Siddhartha Mukherjee says it well in The Gene: “The challenge with all these technologies is that DNA is not just a genetic code, it is in some sense also a moral code. It doesn’t just ask questions about what we will become. Now that we have these tools, we have the capacity to ask the question, what can we become?”

This book is about the origins, development, uses and misuses of CRISPR, the technology adapted from some of the most ancient organisms on earth, which bring us to the precipice of editing humanity.

I. In the mid-1980s, Francis Collins posed for a newspaper photographer in a lab coat holding a needle in front of a large haystack—the literal metaphor for DNA detectives scouring the genome for a single spelling mistake among three billion letters.

II. Both professors, Shankar Balasubramanian and David Klenerman, have since been knighted.

III. In nanopore sequencing, the DNA is unzipped to allow a single strand to be threaded through a nanopore—a bacterial protein shaped like a ring donut. By measuring the electrical current as the DNA speeds through the pore like a subway train, Oxford Nanopore can translate those electrical squiggles into the underlying DNA sequence.

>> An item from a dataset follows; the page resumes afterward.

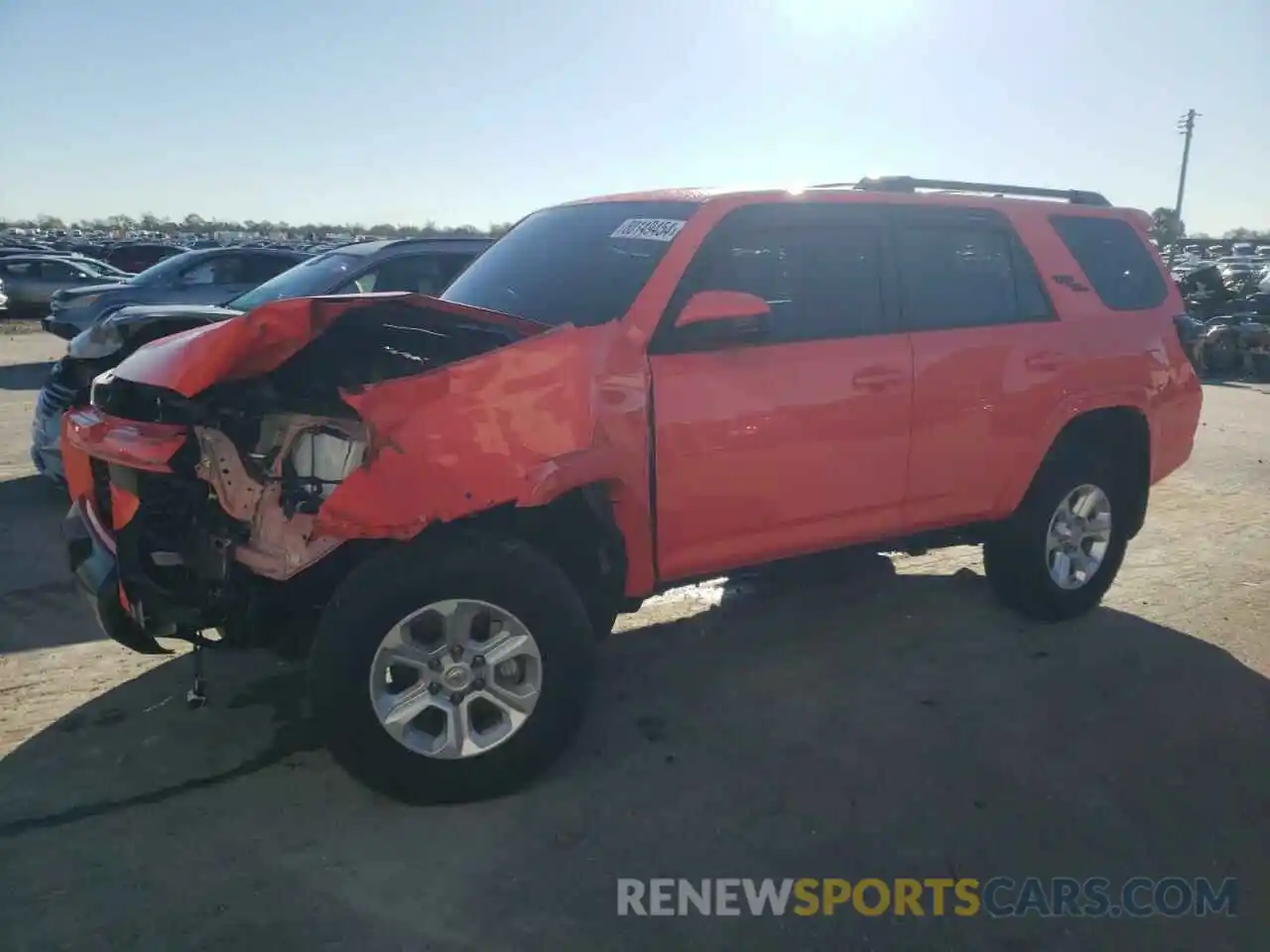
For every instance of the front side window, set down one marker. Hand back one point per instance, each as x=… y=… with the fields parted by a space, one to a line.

IV. The annual Breakthrough Prize of $3 million per recipient is worth about ten times a one-third share of the Nobel Prize, which has a total purse of $900,000.

PART I

O, wonder! How many goodly creatures are there here!

How beauteous mankind is!

O brave new world,

That has such people in’t!

—William Shakespeare, The Tempest

“You can’t just boss bacteria around like that,” said the younger Mrs. Hempstock. “They don’t like it.”

“Stuff and silliness,” said the old lady. “You leave wigglers alone and they’ll be carrying on like anything. Show them who’s boss and they can’t do enough for you. You’ve tasted my cheese.”